Hillbilly Elegy and Queen's Gambit reviews? What is this, recycled movie and TV review week?
Sullum gobbled up the budget with anti-Trump articles.
Being an anti-Cold Warrior was a good thing,...why?
What is the virtue of opposing the opposition to Communism?
Apparently, it's a libertarian principle that everyone should be free to advance ideologies that seek to destroy libertarianism. It seems a little self-destructive, but that's just me.
It is hard to reconcile a philosophy based on individual sovereignty with forced imposition of an ideology. As individuals or a freely associated group we can be against communism as we are against many other things governments do but it does not give us the right to force our views on others.
The USSR did not collapse because of the Cold War. It collapsed because nobody wanted to buy Bulgarian Shoes as PJO put it.
We had all the good stuff. Levi’s, Ford Mustangs, Bon Jovi, stores stocked with every kind of food. They were waiting in line for bread.
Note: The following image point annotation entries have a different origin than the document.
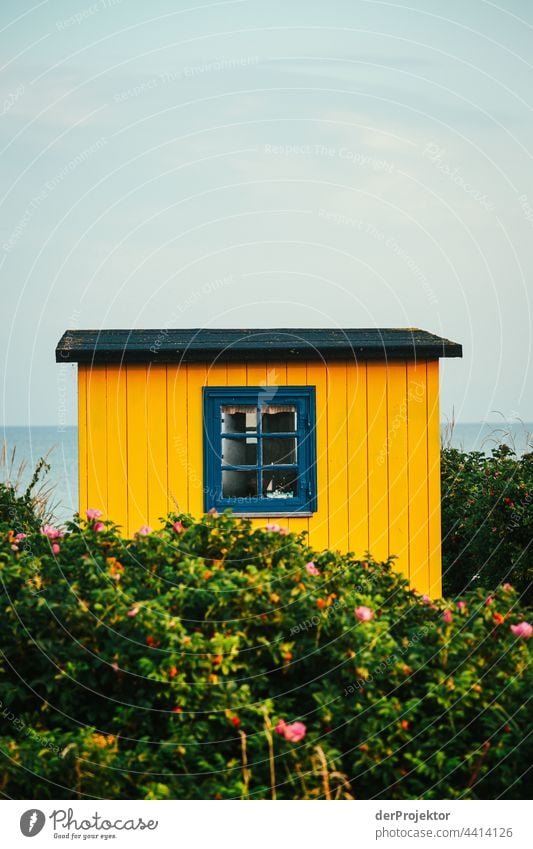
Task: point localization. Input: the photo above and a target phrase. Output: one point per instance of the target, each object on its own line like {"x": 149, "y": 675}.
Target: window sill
{"x": 273, "y": 515}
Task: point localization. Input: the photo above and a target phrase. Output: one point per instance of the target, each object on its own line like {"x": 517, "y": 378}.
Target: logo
{"x": 32, "y": 822}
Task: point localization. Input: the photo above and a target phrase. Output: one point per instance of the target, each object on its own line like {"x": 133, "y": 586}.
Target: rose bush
{"x": 487, "y": 520}
{"x": 211, "y": 660}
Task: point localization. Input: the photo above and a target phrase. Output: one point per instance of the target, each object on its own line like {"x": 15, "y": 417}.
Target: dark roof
{"x": 196, "y": 346}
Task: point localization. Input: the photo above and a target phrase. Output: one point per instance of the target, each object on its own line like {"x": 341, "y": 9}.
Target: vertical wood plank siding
{"x": 378, "y": 451}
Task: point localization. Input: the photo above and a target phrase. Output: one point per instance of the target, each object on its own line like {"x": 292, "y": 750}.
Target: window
{"x": 259, "y": 449}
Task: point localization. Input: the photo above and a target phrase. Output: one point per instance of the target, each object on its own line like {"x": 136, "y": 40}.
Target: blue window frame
{"x": 260, "y": 449}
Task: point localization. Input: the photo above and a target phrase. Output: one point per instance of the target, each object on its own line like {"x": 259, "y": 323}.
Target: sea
{"x": 22, "y": 447}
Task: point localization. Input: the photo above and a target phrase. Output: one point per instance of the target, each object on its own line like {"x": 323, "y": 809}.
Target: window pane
{"x": 280, "y": 484}
{"x": 239, "y": 452}
{"x": 238, "y": 419}
{"x": 278, "y": 450}
{"x": 239, "y": 484}
{"x": 277, "y": 418}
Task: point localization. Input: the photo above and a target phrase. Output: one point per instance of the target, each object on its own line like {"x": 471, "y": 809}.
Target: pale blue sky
{"x": 257, "y": 163}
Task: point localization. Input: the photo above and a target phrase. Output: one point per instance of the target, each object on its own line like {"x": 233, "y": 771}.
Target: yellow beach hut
{"x": 335, "y": 432}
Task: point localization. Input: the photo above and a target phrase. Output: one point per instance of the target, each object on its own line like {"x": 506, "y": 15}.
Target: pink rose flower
{"x": 523, "y": 629}
{"x": 51, "y": 532}
{"x": 364, "y": 614}
{"x": 92, "y": 513}
{"x": 295, "y": 732}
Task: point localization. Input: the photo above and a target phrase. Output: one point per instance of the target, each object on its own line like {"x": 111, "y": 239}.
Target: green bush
{"x": 210, "y": 660}
{"x": 487, "y": 520}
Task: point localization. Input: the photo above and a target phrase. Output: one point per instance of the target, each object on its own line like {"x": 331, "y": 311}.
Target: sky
{"x": 265, "y": 163}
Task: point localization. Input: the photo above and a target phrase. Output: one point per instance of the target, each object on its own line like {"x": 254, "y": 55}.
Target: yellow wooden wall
{"x": 378, "y": 451}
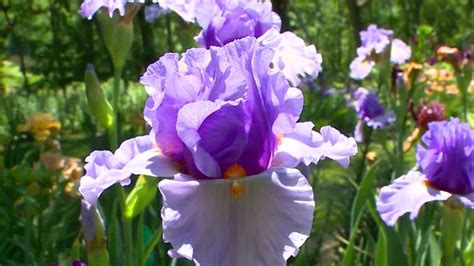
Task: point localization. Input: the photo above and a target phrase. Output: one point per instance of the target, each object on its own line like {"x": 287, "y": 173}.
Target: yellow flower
{"x": 410, "y": 72}
{"x": 41, "y": 125}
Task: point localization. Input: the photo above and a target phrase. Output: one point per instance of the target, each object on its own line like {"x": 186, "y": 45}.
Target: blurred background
{"x": 46, "y": 129}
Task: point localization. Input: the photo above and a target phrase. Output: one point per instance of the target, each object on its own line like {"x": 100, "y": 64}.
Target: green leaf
{"x": 365, "y": 189}
{"x": 142, "y": 194}
{"x": 381, "y": 251}
{"x": 435, "y": 250}
{"x": 98, "y": 104}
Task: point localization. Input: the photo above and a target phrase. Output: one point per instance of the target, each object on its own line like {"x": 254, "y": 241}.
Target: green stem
{"x": 367, "y": 133}
{"x": 113, "y": 132}
{"x": 451, "y": 229}
{"x": 127, "y": 229}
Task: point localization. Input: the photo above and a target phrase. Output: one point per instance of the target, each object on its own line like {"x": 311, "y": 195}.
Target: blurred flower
{"x": 410, "y": 72}
{"x": 429, "y": 113}
{"x": 361, "y": 67}
{"x": 370, "y": 112}
{"x": 400, "y": 52}
{"x": 70, "y": 169}
{"x": 439, "y": 78}
{"x": 375, "y": 38}
{"x": 224, "y": 124}
{"x": 153, "y": 12}
{"x": 447, "y": 51}
{"x": 90, "y": 7}
{"x": 41, "y": 125}
{"x": 371, "y": 156}
{"x": 446, "y": 162}
{"x": 408, "y": 143}
{"x": 291, "y": 56}
{"x": 225, "y": 21}
{"x": 373, "y": 45}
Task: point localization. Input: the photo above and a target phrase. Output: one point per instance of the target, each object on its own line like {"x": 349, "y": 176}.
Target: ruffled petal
{"x": 406, "y": 194}
{"x": 190, "y": 118}
{"x": 292, "y": 56}
{"x": 336, "y": 146}
{"x": 264, "y": 225}
{"x": 134, "y": 156}
{"x": 467, "y": 200}
{"x": 308, "y": 146}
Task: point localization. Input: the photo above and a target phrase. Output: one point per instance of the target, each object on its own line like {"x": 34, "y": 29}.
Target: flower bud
{"x": 98, "y": 104}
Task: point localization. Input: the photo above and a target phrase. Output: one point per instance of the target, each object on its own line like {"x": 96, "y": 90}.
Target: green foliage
{"x": 46, "y": 47}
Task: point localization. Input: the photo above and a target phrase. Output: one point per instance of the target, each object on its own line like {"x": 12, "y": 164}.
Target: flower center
{"x": 235, "y": 170}
{"x": 236, "y": 189}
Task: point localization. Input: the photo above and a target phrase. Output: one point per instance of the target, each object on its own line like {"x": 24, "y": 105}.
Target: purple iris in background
{"x": 370, "y": 112}
{"x": 153, "y": 12}
{"x": 374, "y": 42}
{"x": 224, "y": 125}
{"x": 375, "y": 38}
{"x": 90, "y": 7}
{"x": 226, "y": 21}
{"x": 446, "y": 168}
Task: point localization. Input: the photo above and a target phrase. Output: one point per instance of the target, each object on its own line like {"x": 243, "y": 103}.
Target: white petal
{"x": 264, "y": 225}
{"x": 406, "y": 194}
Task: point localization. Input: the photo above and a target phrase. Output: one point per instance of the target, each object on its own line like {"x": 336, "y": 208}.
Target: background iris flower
{"x": 446, "y": 168}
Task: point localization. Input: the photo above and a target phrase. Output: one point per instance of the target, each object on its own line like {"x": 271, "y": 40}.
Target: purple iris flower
{"x": 374, "y": 42}
{"x": 229, "y": 23}
{"x": 226, "y": 21}
{"x": 90, "y": 7}
{"x": 375, "y": 38}
{"x": 361, "y": 67}
{"x": 446, "y": 168}
{"x": 370, "y": 112}
{"x": 224, "y": 125}
{"x": 153, "y": 12}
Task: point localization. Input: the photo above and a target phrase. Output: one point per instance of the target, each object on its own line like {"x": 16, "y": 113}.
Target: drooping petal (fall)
{"x": 255, "y": 220}
{"x": 135, "y": 156}
{"x": 406, "y": 194}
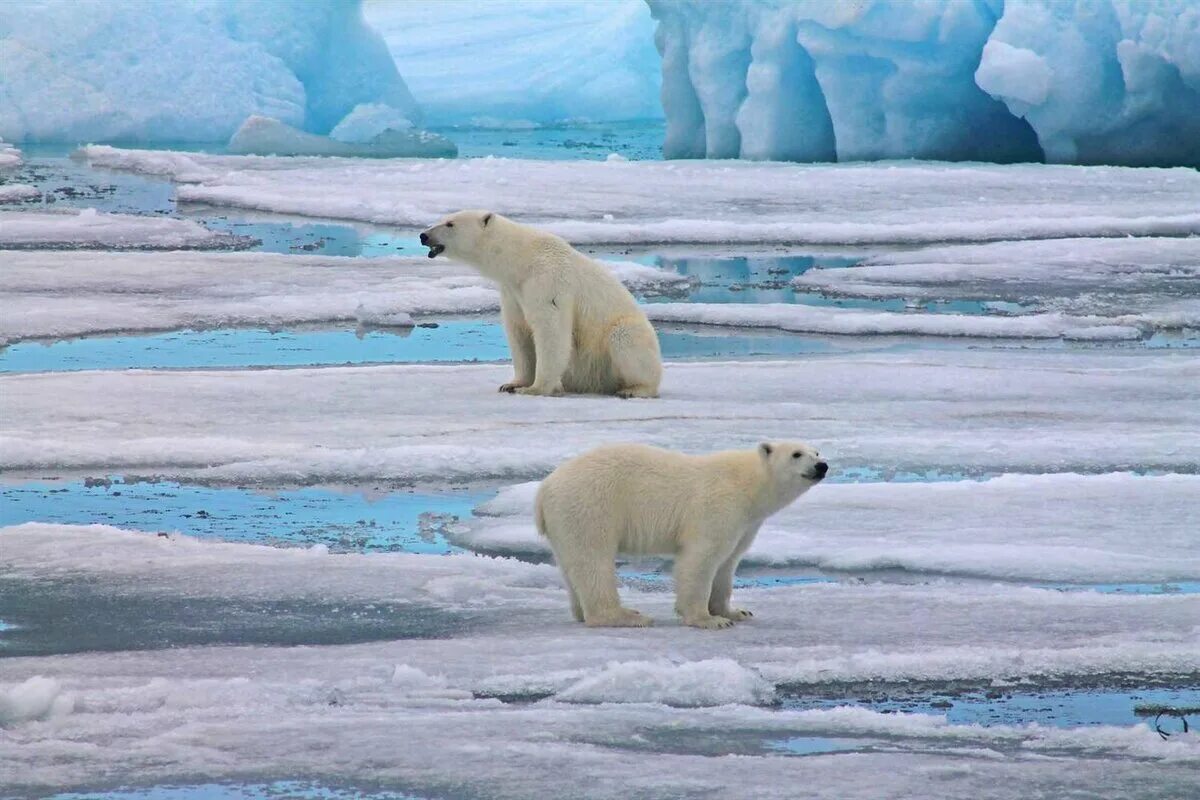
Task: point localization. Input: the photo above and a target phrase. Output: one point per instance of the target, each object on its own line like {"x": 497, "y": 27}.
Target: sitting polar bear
{"x": 570, "y": 324}
{"x": 705, "y": 510}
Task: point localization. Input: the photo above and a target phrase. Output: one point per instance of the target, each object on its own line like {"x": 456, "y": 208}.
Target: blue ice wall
{"x": 186, "y": 70}
{"x": 1069, "y": 82}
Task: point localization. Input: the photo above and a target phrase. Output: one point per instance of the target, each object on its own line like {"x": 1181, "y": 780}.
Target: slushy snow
{"x": 729, "y": 203}
{"x": 1113, "y": 82}
{"x": 263, "y": 136}
{"x": 90, "y": 228}
{"x": 57, "y": 294}
{"x": 227, "y": 713}
{"x": 941, "y": 410}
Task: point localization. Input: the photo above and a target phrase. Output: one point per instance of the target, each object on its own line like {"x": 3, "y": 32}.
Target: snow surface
{"x": 1111, "y": 528}
{"x": 525, "y": 62}
{"x": 1023, "y": 270}
{"x": 57, "y": 294}
{"x": 1105, "y": 82}
{"x": 948, "y": 410}
{"x": 732, "y": 202}
{"x": 10, "y": 156}
{"x": 852, "y": 322}
{"x": 90, "y": 228}
{"x": 36, "y": 698}
{"x": 223, "y": 711}
{"x": 118, "y": 72}
{"x": 264, "y": 136}
{"x": 17, "y": 192}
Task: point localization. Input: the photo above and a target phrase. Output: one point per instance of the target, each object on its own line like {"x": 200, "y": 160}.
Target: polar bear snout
{"x": 436, "y": 247}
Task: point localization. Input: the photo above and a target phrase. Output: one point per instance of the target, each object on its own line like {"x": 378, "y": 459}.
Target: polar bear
{"x": 570, "y": 324}
{"x": 705, "y": 510}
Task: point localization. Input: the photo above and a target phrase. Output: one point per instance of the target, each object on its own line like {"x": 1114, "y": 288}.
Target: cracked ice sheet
{"x": 57, "y": 294}
{"x": 727, "y": 202}
{"x": 217, "y": 713}
{"x": 336, "y": 711}
{"x": 89, "y": 228}
{"x": 1108, "y": 528}
{"x": 71, "y": 294}
{"x": 947, "y": 410}
{"x": 1075, "y": 275}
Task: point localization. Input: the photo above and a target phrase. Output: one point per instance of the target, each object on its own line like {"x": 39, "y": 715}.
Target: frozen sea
{"x": 267, "y": 523}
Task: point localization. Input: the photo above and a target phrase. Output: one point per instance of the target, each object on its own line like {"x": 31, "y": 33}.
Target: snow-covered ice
{"x": 117, "y": 72}
{"x": 809, "y": 319}
{"x": 952, "y": 411}
{"x": 55, "y": 294}
{"x": 10, "y": 156}
{"x": 93, "y": 229}
{"x": 1062, "y": 528}
{"x": 36, "y": 698}
{"x": 324, "y": 711}
{"x": 1017, "y": 270}
{"x": 525, "y": 62}
{"x": 264, "y": 136}
{"x": 1105, "y": 82}
{"x": 732, "y": 202}
{"x": 17, "y": 192}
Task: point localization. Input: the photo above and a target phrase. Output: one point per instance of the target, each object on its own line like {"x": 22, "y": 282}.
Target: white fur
{"x": 705, "y": 510}
{"x": 571, "y": 325}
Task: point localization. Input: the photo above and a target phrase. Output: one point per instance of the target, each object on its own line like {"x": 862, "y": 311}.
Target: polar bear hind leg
{"x": 592, "y": 583}
{"x": 636, "y": 362}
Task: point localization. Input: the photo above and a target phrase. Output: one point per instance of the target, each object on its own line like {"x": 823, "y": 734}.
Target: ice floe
{"x": 729, "y": 202}
{"x": 17, "y": 192}
{"x": 1111, "y": 276}
{"x": 154, "y": 716}
{"x": 265, "y": 136}
{"x": 810, "y": 319}
{"x": 1049, "y": 528}
{"x": 57, "y": 294}
{"x": 954, "y": 411}
{"x": 10, "y": 156}
{"x": 90, "y": 229}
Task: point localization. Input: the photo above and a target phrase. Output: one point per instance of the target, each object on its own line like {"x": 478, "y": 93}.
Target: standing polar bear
{"x": 570, "y": 324}
{"x": 705, "y": 510}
True story about Gorbachev walking into a random grocery store in Texas and was just amazed. He insisted it must be a fake. When he was convinced it was just a normal grocery store he knew the game was up.
At Reason, the mindset is that all you have to do is trade with despotic regimes and they will magically see the error of their ways and become capitalists serving the Koch empire.
I look forward to reading the book. The same author wrote The Hustler and The Man Who Fell to Earth. Both very different and excellent.
One of the things I really liked about the show was how she was treated as a female in the male dominated sport. Initially she was questioned about her abilities not only because she was a woman, but also because she was unranked. After her first tournament that all changed. For the rest of the movie she was treated as an equal.